Playstation se hunde en un mar de plagios: ¿quién revisa la ps store?
La confianza en PlayStation, ese gigante que nos ha regalado incontables horas de Entretenimiento, se tambalea. La PS Store, su tienda digital, se ha convertido en un hervidero de imitaciones descaradas, plagios evidentes de sagas como Animal Crossing y The Last of Us, que están empañando la imagen de la compañía. Y lo más preocupante, la situación no parece tener solución a la vista.
El caso 28 floors: outbreak, la gota que colma el vaso
La última polémica, y quizás la más llamativa, gira en torno a 28 Floors: Outbreak. Un juego de supervivencia con zombies que, inicialmente, presentaba en su portada un rostro inconfundiblemente similar al de Nathan Drake, el icónico protagonista de la saga Uncharted. La imagen, rápidamente viralizada en Reddit, desató una ola de críticas y burlas, evidenciando la alarmante falta de control de Sony sobre los contenidos que llegan a su plataforma.
Ante la repercusión mediática, los desarrolladores de Witenovastudio OÜ, con sede en Estonia, se vieron obligados a sustituir la imagen por una opción genérica. Pero la anécdota no termina ahí. Este mismo estudio es responsable de una letanía de proyectos, muchos de ellos con estética cuestionable y evidentes rastros de Inteligencia Artificial generativa. Wednesday 13th (con una protagonista sospechosamente parecida a Miércoles Addams), Platform: Unknown, S.E.X. Project: Simulated Emotional Xenotech, y una larga lista de títulos con nombres tan sugerentes como Nightbrew: Cozy Cafe Nights, apuntan a una estrategia de saturación del mercado con productos de baja calidad.
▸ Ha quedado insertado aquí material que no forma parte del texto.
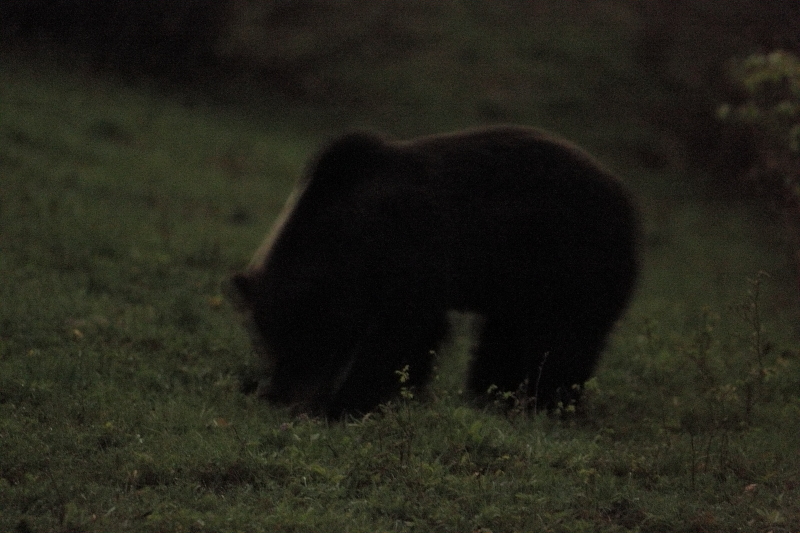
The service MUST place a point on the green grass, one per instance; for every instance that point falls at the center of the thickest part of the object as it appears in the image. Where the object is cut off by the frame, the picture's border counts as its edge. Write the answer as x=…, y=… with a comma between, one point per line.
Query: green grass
x=123, y=210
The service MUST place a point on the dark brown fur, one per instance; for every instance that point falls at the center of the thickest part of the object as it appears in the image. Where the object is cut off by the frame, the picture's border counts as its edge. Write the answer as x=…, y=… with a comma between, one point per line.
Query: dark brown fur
x=383, y=237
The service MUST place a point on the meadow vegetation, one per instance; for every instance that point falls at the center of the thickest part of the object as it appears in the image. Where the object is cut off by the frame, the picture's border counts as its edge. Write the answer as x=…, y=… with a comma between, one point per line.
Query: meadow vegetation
x=124, y=207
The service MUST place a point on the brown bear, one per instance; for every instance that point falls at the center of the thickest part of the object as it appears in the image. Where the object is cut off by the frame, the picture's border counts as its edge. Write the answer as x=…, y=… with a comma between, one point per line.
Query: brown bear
x=381, y=238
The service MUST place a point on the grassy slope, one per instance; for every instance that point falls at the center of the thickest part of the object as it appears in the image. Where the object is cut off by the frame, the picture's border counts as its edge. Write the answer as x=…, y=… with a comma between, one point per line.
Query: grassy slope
x=122, y=211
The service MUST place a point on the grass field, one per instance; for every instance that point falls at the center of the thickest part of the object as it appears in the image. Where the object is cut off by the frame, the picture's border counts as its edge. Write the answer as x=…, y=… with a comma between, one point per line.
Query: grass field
x=123, y=210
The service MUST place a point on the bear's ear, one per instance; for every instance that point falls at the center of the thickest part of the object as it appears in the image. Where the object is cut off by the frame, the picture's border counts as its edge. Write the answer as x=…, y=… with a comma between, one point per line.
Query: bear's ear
x=349, y=160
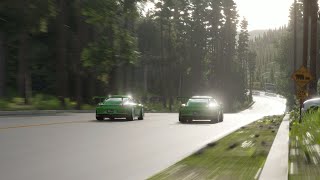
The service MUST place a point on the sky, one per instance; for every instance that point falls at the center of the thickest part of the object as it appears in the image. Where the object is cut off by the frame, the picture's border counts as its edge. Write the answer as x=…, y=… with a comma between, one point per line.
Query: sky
x=264, y=14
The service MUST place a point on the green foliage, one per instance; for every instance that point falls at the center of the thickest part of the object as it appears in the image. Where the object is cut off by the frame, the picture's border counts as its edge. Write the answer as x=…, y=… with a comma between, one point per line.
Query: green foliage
x=3, y=104
x=304, y=141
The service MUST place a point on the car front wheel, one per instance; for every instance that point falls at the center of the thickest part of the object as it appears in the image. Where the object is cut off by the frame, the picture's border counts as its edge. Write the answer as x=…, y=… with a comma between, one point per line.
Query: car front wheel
x=99, y=118
x=130, y=116
x=141, y=115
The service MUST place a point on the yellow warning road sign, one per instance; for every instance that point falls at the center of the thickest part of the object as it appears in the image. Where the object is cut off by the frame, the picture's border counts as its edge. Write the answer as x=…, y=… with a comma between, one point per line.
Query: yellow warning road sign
x=302, y=76
x=301, y=94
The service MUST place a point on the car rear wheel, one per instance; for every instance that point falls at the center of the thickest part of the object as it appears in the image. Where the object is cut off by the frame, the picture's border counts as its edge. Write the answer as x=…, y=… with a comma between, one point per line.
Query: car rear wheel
x=130, y=116
x=99, y=118
x=141, y=115
x=215, y=119
x=182, y=120
x=221, y=117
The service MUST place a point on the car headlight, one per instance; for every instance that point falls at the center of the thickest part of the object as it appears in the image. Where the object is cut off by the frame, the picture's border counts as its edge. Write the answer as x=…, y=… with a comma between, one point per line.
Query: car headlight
x=213, y=105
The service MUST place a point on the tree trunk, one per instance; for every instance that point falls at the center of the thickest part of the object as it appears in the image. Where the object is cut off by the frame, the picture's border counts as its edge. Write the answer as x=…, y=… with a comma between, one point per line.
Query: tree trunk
x=2, y=65
x=305, y=31
x=61, y=82
x=23, y=78
x=313, y=46
x=145, y=78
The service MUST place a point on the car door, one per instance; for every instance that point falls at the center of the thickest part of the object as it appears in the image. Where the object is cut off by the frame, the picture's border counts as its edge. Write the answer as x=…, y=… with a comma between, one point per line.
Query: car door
x=135, y=107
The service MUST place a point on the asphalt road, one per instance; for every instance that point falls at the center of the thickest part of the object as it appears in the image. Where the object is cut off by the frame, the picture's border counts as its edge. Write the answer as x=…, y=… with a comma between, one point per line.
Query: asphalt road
x=75, y=146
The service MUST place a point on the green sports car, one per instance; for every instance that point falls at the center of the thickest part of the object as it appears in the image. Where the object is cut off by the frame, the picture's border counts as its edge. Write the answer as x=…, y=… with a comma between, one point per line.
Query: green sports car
x=119, y=106
x=201, y=107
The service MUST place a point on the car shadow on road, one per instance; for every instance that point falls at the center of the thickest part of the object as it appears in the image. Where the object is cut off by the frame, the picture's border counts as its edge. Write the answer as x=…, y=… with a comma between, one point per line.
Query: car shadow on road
x=112, y=121
x=197, y=123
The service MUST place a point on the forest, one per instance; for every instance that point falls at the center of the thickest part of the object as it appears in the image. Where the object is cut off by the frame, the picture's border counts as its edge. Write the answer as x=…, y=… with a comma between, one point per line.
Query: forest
x=67, y=52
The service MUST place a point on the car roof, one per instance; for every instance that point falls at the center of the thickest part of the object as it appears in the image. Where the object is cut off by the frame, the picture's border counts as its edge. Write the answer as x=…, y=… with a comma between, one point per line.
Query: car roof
x=120, y=96
x=201, y=97
x=312, y=100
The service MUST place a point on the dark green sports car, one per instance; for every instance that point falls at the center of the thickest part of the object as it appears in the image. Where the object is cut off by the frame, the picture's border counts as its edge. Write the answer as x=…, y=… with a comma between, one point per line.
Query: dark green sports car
x=119, y=106
x=201, y=107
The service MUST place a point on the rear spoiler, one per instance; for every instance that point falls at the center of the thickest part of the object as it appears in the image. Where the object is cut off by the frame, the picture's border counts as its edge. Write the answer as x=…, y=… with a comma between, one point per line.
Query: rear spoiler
x=183, y=99
x=99, y=99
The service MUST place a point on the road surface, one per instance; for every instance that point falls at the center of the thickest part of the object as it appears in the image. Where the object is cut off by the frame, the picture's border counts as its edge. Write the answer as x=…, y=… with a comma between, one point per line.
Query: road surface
x=75, y=146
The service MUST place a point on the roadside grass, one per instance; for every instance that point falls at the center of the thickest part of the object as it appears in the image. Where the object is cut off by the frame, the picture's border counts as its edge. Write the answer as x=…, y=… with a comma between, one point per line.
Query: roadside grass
x=39, y=102
x=304, y=157
x=239, y=155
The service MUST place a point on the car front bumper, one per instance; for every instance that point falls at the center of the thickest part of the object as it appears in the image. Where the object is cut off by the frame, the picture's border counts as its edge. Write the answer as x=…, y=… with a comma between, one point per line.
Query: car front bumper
x=198, y=114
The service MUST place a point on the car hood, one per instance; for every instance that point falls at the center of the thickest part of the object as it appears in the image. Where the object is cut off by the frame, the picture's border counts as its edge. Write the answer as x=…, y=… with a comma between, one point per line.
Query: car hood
x=197, y=104
x=112, y=103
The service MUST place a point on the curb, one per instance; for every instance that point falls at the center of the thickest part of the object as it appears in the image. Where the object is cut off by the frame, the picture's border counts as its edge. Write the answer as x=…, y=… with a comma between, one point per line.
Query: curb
x=42, y=112
x=276, y=166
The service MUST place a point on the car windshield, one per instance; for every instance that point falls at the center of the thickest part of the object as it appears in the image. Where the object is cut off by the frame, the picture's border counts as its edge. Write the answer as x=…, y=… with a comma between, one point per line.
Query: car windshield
x=198, y=101
x=115, y=100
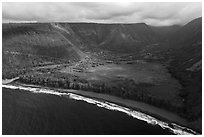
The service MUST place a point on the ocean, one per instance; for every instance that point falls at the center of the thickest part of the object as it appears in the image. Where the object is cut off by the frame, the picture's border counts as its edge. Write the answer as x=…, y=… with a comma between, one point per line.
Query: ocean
x=24, y=112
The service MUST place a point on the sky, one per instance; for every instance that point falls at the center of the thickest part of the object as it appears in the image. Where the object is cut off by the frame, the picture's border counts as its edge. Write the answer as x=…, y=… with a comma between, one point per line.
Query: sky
x=155, y=14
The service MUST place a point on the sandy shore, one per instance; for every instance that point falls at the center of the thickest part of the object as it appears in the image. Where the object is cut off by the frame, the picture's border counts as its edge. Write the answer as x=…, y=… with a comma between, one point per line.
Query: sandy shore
x=143, y=107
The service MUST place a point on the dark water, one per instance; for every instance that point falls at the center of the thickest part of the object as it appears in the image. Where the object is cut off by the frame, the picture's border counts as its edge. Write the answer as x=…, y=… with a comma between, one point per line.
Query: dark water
x=24, y=112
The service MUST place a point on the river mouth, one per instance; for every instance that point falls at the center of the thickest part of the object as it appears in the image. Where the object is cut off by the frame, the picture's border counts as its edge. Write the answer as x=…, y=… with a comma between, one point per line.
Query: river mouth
x=171, y=127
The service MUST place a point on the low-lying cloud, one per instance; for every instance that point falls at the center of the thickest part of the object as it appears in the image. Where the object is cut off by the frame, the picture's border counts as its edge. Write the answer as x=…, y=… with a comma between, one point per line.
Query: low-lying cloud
x=156, y=14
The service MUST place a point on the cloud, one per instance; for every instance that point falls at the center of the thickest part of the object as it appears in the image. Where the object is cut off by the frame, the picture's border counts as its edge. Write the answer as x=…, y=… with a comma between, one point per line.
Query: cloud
x=150, y=13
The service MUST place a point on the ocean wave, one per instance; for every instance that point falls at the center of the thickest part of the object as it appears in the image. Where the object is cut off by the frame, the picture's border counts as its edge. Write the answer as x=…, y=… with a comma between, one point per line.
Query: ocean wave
x=176, y=129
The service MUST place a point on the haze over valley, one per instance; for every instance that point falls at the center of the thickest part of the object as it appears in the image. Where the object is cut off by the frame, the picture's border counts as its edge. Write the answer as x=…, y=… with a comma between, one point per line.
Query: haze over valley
x=149, y=67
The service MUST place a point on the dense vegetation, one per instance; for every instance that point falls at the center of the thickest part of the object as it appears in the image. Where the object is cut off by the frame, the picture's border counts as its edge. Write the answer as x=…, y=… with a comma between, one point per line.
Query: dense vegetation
x=125, y=88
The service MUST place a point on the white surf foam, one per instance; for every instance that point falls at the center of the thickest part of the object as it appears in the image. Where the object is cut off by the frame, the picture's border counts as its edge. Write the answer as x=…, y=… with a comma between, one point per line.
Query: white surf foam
x=176, y=129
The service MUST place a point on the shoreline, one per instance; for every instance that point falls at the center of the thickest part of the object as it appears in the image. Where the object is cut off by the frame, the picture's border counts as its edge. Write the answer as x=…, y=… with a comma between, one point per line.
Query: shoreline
x=160, y=114
x=156, y=112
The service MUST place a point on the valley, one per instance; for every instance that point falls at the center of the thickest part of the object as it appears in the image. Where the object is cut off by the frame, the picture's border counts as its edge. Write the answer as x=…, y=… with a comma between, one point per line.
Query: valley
x=130, y=61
La limpieza de sony: un parche ineficaz
Sony, consciente del problema, ha intentado paliar la situación con limpiezas periódicas de la PS Store, eliminando miles de títulos de baja calidad. Pero esta medida, como demuestra el caso de 28 Floors: Outbreak, es un parche que no soluciona el problema de raíz. La plataforma necesita una revisión más exhaustiva de los contenidos antes de su publicación, estableciendo filtros más rigurosos y exigiendo un mayor control de calidad.
El problema no reside únicamente en la proliferación de juegos con estética generada por IA, sino en la descarada apropiación de elementos de franquicias exitosas. Es inaceptable que un estudio pueda utilizar, sin permiso, el rostro de un personaje tan emblemático como Nathan Drake para promocionar su propio juego. La laxitud de PlayStation ante estas prácticas no solo perjudica a los consumidores, sino que también daña la reputación de la marca.
La situación actual exige una reflexión profunda por parte de Sony. La apuesta por la cantidad no puede estar por encima de la calidad. Es momento de que la compañía tome medidas contundentes para garantizar que la PS Store sea un espacio seguro y confiable para los jugadores, donde la originalidad y la creatividad sean recompensadas, y los plagios, castigados. Si no, la tienda digital de PlayStation corre el riesgo de convertirse en un vertedero de juegos mediocres, un espejo deformado de la industria del videojuego que nadie querrá mirar.